# A fox looking dog?



## fishtor (Dec 19, 2007)

Hi, back in the summer i went to look at dogs in an animal shelter and i saw a orange coated dog that looked like a fox. It was medium sized it wasn't too skinny, so yeah im just trying to find out what the breed was because i really liked it. Does anyone know?


----------



## RonE (Feb 3, 2007)

Finnish spitz. They are beautiful, clever dogs and notorious escape artists.


----------



## Inga (Jun 16, 2007)

Shiba Inu?


----------



## Dakota Spirit (Jul 31, 2007)

I was thinking Shiba Inu as well. 

Did it look like this?


----------



## fishtor (Dec 19, 2007)

I am not sure if it was any of those because it looked more thin and a little difference in the face, the shiba inu looks too like, wide and built.


----------



## RopingBarrels (Feb 8, 2007)

A corgi? The Cardigan Welsh Corgi's look a bit like a fox. And then can be all red.

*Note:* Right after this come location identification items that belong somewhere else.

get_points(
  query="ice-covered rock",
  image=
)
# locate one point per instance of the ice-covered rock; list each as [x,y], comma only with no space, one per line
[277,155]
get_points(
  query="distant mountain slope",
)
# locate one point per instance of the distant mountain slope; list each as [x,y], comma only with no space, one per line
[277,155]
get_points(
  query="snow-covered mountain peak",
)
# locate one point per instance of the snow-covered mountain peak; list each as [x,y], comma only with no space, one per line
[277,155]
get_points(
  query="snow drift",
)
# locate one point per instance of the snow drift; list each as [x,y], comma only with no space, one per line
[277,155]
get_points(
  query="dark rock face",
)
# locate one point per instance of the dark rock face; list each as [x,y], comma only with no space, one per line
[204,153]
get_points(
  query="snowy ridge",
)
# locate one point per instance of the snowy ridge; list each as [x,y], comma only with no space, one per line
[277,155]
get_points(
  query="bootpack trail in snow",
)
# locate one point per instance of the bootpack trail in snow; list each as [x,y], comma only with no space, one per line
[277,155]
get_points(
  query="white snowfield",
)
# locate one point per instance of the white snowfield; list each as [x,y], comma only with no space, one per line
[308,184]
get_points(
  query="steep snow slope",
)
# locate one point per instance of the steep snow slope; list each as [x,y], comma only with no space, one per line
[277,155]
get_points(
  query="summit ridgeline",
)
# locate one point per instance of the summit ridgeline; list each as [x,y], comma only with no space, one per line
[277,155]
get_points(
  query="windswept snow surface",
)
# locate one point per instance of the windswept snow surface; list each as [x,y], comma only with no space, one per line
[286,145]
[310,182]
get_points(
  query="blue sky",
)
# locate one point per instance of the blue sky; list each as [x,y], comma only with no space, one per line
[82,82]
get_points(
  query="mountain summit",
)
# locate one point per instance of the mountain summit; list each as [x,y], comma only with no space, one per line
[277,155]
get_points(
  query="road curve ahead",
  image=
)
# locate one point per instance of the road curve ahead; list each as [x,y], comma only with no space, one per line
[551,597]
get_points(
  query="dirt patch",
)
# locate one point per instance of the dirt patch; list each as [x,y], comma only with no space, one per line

http://www.dkimages.com/discover/previews/813/635622.JPG


----------



## fishtor (Dec 19, 2007)

I think it was a finnish spitz with short hair, but i don't think it had that curly tail.


----------



## RopingBarrels (Feb 8, 2007)

Hmm...interesting. From the picture it looks like a beautfiul dog.


----------



## briteday (Feb 10, 2007)

Might be a large pomeranian like the one in my avatar. I'll try to post some better pictures over the next few days. Ours is about 13 pounds and looks just like a fox, especially the eyes and the nose. 

Did the dog have short hair or long hair?


----------



## AkiraleShiba (Dec 9, 2007)

Probably a Shiba Inu with its summer coat. They look a lot more slender and loose the head bulk. The photos on the net tend to only show shibas with their winter coat. It may also been a mix


----------



## Shaina (Oct 28, 2007)

AkiraleShiba said:


> It may also been a mix


That's what I was thinking...could easily be a mix of any of the above with something else. Even a Shiba with a summer coat wouldn't explain the lack of a curly tail.


----------



## patrickandduncan'smom (Aug 6, 2007)

RonE said:


> Finnish spitz. They are beautiful, clever dogs and notorious escape artists.


The Finnish Spitz Club of America used to be based out of my hometown in Texas which I always thought was cool because not much ever came out of that little town. I never actually saw any there but I think they are beautiful dogs.


----------



## AkiraleShiba (Dec 9, 2007)

Shaina said:


> That's what I was thinking...could easily be a mix of any of the above with something else. Even a Shiba with a summer coat wouldn't explain the lack of a curly tail.


I know that there are a lot of Shiba mixes on petfinder ... some shibas have looser tails that look like Huskies'.


----------



## Shaina (Oct 28, 2007)

I guess I took the "I don't think it had that curly tail" to include sickle-type curves as well, and just figured it was a straight tail. I've also not seen a purebred Shiba w/o a curly tail...there I go making assumptions again...


----------



## AkiraleShiba (Dec 9, 2007)

I saw one at the dog show in November, she won numerous prizes but she wore her tail on her back slightly curved but not as much as my baby's.

Anyhow, I know that there are a lot of mixed shibas in the States (less in Canada because it's a bit more rare) so maybe a look on petfinder will help


----------



## Dogstar (May 11, 2007)

It could also have been a chow mix.


----------



## 007Dogs (Aug 22, 2007)

The Finnish Spitz, also known as the barking hunter. My friend has them, and lucky me got to babysit for them. They are beutiful, but they would drive me nuts long term. 

How about the Norwegina Lundenhund, they look like a small fox, but smaller than a Sheba or a Finnish Spitz, but they have a very distict feature, they have 6 toes front and back. I have another friend with this breed. I would love to some day have this breed. They are a very fun little dog and very cleaver. They are in AKC foundation stock, but the numbers are just not there yet to be moved to the misc. class. It has been a very long process, but they are considered one of the most purest bred dogs because of coming from a remote island, nothing interbred with them. 
http://www.lundehund.com/nav/Annarpåhurtigbåtenpåsken.jpg


----------



## wildspark (Mar 4, 2013)

Does that look like a fox?? its my 4 month old sheltie


----------



## Xeph (May 7, 2007)

This thread is almost 5 years old


----------